Davide, Jr., C.J., Bellosillo, Puno, Vitug, Panganiban, Quisumbing, Sandoval-Gutierrez, Carpio, Austria-Martinez, Carpio-Morales, Callejo, Sr., Azcuna, and Tinga, JJ., concur.
Ynares-Santiago, and Corona, JJ., on leave.
[1] Also spelled "Herminio."
[2] Exh. "B, "later re-marked Exh. "C;" Records, p. 196.
[3] TSN, 2 March 2000, p. 14.
[4] Id., p. 15.
[5] TSN, 17 January 2000, pp. 11-12, 13-14.
[6] Id., p. 14-A.
[7] Records, p. 197.
[8] Raffled to Branch 35.
[9] Penned by Judge Fortunito L. Madrona, RTC-Br. 35, Ormoc City.
[10] Decision, pp. 16-17; Rollo, pp. 35-36.
[11] Ibid.
[12] People v. Agliday, G.R. No. 140794, 16 October 2001, 367 SCRA 273.
[13] People v. Samson, G.R. No.133437, 16 November 2001, 369 SCRA 229.
[14] People v. Rapisora, G.R. Nos. 140934-35, 23 October 2001, 368 SCRA 170; People v. Jalosjos, G.R. Nos. 132875-76, 16 November 2001, 369 SCRA 179.
[15] People v. Nardo, G.R. No. 133888, 1 March 2001, 353 SCRA 339; People v. Tamsi, G.R. Nos. 142928-29, 11 September 2002.
[16] People v. Alfeche, G.R. No. 124213, 17 August 1998, 294 SCRA 352; People v. Mataro, G.R. No. 130378, 8 March 2001, 354 SCRA 27.

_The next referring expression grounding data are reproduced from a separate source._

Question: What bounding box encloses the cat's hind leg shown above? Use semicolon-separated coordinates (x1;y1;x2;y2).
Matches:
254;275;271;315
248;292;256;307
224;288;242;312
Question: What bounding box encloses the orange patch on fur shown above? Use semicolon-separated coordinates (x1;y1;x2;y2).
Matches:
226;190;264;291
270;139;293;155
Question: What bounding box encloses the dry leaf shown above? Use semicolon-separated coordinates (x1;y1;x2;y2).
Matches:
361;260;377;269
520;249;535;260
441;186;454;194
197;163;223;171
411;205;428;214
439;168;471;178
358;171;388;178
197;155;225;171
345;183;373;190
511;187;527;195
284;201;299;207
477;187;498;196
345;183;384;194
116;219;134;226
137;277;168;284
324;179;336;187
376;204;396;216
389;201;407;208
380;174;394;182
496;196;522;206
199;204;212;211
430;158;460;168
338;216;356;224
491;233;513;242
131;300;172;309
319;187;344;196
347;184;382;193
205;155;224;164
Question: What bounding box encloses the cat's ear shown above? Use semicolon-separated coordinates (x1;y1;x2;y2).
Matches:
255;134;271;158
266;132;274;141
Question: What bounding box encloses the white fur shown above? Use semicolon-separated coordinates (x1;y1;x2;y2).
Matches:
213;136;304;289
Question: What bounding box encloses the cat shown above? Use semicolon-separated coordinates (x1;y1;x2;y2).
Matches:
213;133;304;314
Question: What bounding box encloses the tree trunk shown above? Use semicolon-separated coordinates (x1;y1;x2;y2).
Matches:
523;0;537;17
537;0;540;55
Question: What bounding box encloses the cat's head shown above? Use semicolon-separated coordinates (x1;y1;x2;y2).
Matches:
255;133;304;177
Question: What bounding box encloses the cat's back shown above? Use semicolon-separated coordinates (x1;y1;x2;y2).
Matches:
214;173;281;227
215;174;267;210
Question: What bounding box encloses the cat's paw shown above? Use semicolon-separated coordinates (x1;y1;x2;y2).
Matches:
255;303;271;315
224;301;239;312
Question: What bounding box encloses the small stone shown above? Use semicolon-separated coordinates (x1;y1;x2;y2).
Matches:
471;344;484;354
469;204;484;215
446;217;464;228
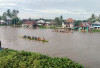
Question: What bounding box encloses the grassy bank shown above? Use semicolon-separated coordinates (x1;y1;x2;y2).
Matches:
92;29;100;32
0;49;84;68
39;26;56;29
0;24;6;26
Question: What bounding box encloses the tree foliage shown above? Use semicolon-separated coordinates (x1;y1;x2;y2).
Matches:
87;14;96;23
0;9;20;25
54;15;63;25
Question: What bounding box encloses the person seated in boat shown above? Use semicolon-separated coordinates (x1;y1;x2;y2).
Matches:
36;37;39;40
32;36;34;39
28;36;31;39
28;36;29;38
42;38;45;41
38;37;41;40
37;37;39;40
34;37;37;40
24;35;26;38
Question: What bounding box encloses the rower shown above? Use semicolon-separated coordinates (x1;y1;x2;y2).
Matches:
28;36;31;39
32;36;34;39
24;35;26;38
38;37;41;40
35;37;37;40
37;37;39;40
42;38;45;41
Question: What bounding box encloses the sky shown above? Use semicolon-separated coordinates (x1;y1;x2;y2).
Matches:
0;0;100;20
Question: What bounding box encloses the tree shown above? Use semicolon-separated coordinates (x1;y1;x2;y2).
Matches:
29;18;32;21
12;17;20;25
2;12;7;21
88;14;96;23
54;16;64;25
7;9;12;18
98;14;100;21
59;15;63;25
0;16;2;20
54;17;60;25
12;9;19;18
74;20;82;26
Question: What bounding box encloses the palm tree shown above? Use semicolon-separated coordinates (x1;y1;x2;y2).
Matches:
7;9;12;18
91;14;96;23
12;9;19;18
87;14;96;23
12;10;19;26
2;12;7;21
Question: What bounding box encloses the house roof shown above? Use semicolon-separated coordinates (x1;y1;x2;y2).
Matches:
66;18;74;23
0;20;5;22
37;20;45;23
92;21;100;25
22;19;29;22
22;21;36;25
79;22;91;27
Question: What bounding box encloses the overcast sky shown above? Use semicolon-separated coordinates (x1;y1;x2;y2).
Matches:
0;0;100;20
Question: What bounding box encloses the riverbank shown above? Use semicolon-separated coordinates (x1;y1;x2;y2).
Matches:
39;26;56;29
0;49;84;68
92;29;100;32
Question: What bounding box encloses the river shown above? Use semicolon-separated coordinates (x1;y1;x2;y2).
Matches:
0;26;100;68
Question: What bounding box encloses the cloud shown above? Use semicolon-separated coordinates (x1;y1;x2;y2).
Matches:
0;3;16;7
35;9;90;14
0;0;100;20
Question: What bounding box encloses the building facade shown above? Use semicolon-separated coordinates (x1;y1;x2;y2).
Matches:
22;21;37;27
91;21;100;29
62;18;74;28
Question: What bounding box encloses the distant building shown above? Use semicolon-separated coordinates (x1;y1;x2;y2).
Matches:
91;21;100;29
0;20;5;24
36;20;45;26
22;21;37;27
62;18;75;28
78;22;91;31
36;20;51;26
22;19;29;22
62;22;66;28
6;19;12;25
45;22;51;26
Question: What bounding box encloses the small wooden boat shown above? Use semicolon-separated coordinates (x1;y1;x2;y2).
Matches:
20;36;48;42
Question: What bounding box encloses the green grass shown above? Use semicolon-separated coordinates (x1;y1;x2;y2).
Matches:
0;24;6;26
92;29;100;32
0;49;84;68
39;26;56;29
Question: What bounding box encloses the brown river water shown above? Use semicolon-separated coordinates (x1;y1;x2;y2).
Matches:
0;26;100;68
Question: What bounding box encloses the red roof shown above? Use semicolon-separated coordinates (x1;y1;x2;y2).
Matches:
66;18;74;23
22;21;36;25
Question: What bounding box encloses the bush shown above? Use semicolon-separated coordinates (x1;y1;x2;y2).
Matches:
0;49;84;68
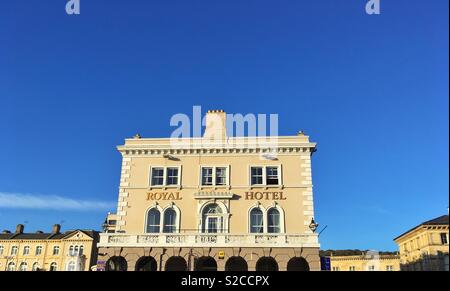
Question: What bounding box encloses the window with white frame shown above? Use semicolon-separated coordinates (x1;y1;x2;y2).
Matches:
349;266;356;271
49;262;58;271
249;208;264;233
150;166;181;187
386;265;394;271
250;167;263;185
11;246;18;255
201;166;228;186
266;167;279;185
267;208;281;233
19;262;27;271
166;167;179;185
32;262;40;271
215;167;227;186
151;167;164;186
7;262;15;271
163;208;177;233
52;246;60;256
0;245;4;255
23;246;30;255
332;266;340;271
250;166;281;186
69;245;84;256
66;261;76;271
368;265;375;271
35;246;42;256
146;208;161;233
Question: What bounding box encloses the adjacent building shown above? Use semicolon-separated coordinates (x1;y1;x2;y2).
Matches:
394;214;449;271
325;251;400;271
0;224;99;271
97;110;320;271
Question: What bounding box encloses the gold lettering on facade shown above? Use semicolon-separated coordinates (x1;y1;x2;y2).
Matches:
244;191;286;200
146;192;182;201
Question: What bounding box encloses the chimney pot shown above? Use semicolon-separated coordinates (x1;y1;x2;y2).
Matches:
52;224;61;234
15;224;24;234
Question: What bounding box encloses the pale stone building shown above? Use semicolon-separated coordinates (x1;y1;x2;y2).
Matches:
0;224;99;271
97;110;320;271
328;252;400;271
394;214;449;271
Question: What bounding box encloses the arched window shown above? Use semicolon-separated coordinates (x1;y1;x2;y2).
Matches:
163;208;177;233
250;208;264;233
49;262;58;271
267;208;281;233
146;208;161;233
7;262;15;271
32;262;40;271
67;261;76;271
202;203;223;233
19;262;27;271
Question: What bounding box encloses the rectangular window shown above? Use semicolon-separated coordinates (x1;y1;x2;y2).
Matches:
349;266;356;271
23;246;30;255
251;167;263;185
215;167;227;185
53;246;60;256
11;246;18;255
266;167;279;185
35;246;42;256
202;167;213;185
386;265;393;271
332;267;340;271
0;246;3;255
441;233;448;245
368;265;375;271
151;168;164;186
166;167;179;185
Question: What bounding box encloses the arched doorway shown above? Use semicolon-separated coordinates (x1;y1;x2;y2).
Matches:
287;257;310;271
165;256;188;271
106;256;127;271
195;256;217;271
135;256;157;271
256;257;278;271
225;256;248;271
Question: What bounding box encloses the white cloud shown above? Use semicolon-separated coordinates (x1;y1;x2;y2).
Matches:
0;192;115;211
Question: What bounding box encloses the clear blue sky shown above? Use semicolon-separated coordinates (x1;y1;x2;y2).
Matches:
0;0;448;251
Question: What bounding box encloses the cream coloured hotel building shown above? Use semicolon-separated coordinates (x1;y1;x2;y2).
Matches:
97;110;320;271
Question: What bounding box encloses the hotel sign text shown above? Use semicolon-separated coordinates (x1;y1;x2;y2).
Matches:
245;191;286;200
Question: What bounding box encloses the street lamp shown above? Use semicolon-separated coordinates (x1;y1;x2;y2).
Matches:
309;218;319;233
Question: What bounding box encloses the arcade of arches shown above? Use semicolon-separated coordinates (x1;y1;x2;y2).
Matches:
100;248;317;271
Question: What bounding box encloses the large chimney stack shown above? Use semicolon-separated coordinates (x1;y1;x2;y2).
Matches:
203;110;227;141
15;224;24;234
52;224;61;234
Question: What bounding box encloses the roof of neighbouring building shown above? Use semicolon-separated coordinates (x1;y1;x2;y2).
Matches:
0;230;99;241
394;214;449;241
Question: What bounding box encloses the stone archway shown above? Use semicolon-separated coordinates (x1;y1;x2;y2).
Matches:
225;256;248;271
165;256;188;271
194;256;217;271
105;256;127;271
287;257;310;271
135;256;157;271
256;256;278;271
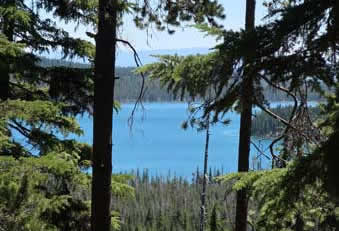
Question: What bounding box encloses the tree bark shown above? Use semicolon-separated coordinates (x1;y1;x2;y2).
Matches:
91;0;117;230
235;1;255;231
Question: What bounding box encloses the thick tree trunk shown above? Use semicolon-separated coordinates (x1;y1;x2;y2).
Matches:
235;1;255;231
91;0;117;230
199;112;210;231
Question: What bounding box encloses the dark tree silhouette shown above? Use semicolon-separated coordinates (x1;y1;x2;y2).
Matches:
235;1;256;231
91;0;117;230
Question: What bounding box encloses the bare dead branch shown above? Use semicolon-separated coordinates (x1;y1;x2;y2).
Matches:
258;73;300;162
116;38;146;130
8;123;30;139
250;140;271;160
258;73;298;109
255;102;294;128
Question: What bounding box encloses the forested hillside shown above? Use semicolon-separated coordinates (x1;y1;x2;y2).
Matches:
252;105;321;138
115;170;235;231
39;58;323;103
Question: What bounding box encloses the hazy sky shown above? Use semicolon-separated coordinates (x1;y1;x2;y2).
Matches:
59;0;268;51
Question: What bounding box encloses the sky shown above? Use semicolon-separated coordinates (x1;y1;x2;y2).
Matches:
60;0;268;52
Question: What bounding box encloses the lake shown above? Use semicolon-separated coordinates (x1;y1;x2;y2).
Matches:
76;103;276;180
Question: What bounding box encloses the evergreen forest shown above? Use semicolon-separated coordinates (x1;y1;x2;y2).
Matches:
39;58;323;103
0;0;339;231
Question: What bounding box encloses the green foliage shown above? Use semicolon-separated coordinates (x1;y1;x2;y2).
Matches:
253;0;339;210
0;99;95;161
137;52;239;125
0;154;91;231
136;28;263;124
112;174;135;199
194;23;224;41
0;154;135;231
219;164;338;231
229;71;339;231
138;0;336;124
0;5;31;27
138;53;226;102
0;33;24;57
0;0;97;162
131;0;225;33
1;100;82;135
0;1;135;227
1;1;338;231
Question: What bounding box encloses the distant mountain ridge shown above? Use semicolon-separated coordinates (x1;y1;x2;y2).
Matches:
41;47;212;67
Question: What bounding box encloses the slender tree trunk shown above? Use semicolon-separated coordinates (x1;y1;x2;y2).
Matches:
235;1;255;231
295;213;304;231
0;65;10;101
199;112;210;231
91;0;117;230
0;18;13;101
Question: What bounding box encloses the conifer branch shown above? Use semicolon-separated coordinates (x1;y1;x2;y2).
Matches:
9;82;34;95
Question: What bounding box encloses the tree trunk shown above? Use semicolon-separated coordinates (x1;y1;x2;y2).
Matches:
235;1;255;231
91;0;117;230
295;213;304;231
0;65;10;101
199;112;210;231
0;18;13;101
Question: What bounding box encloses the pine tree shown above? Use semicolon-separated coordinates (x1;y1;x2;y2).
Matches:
0;0;96;159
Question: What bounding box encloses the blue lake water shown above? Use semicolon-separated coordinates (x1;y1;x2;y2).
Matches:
12;101;319;179
75;103;276;179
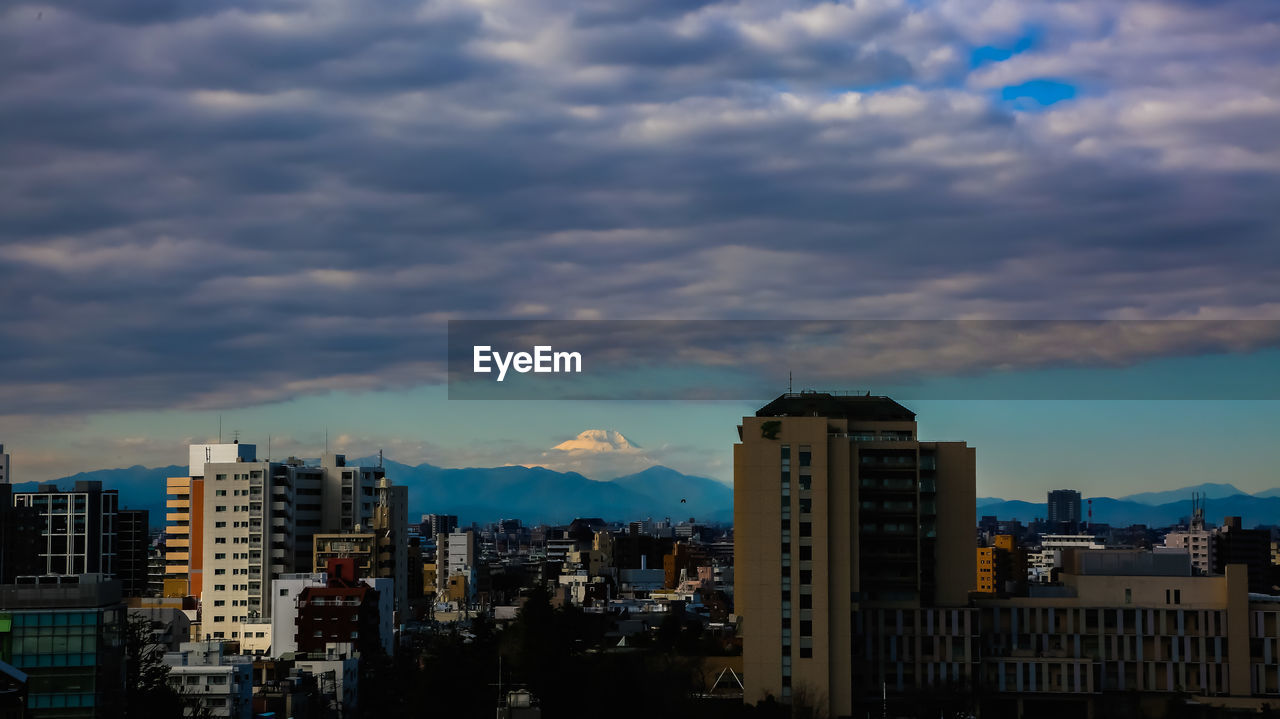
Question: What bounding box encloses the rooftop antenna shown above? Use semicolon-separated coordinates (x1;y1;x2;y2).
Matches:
218;415;222;444
788;371;792;394
325;428;329;457
231;429;240;444
267;435;271;462
379;449;383;468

[17] People v. Callos, G.R. Nos. 123913-14, 11 October 2001, 367 SCRA 141; People v. Aguero, Jr., G.R. No. 139410, 20 September 2001, 365 SCRA 503.
[18] Records, pp. 7-11.
[19] People v. Cabel, G.R. No. 121508, 4 December 1997, 282 SCRA 410.
[20] TSN, 3 April 2000, p. 70.
[21] People v. Masalihit, G.R. No. 124329, 14 December 1998, 300 SCRA 147.
[22] People v. Bernaldez, G.R. Nos. 132779-82, 19 January 2000, 322 SCRA 462
[23] TSN, 13 September 2000, pp. 18-19.
[24] People v. Padao, G.R. Nos. 140734-35, 11 September 2002.
[25] People v. Escano, G.R. Nos. 140218-23, 13 February 2002; People v. Arizapa, G.R. No. 131814, 15 March 2000, 328 SCRA 214.
[26] People v. Soriano, G.R. Nos. 142779-95, 29 August 2002; People v. Sambrano. G.R. No. 143708, 24 February 2003.
[27] People v. Agustin, G.R. Nos. 135524-25, 24 September 2001, 365 SCRA 667; People v. Montemayor, G.R. Nos. 124474 and 139972-78, 28 January 2003.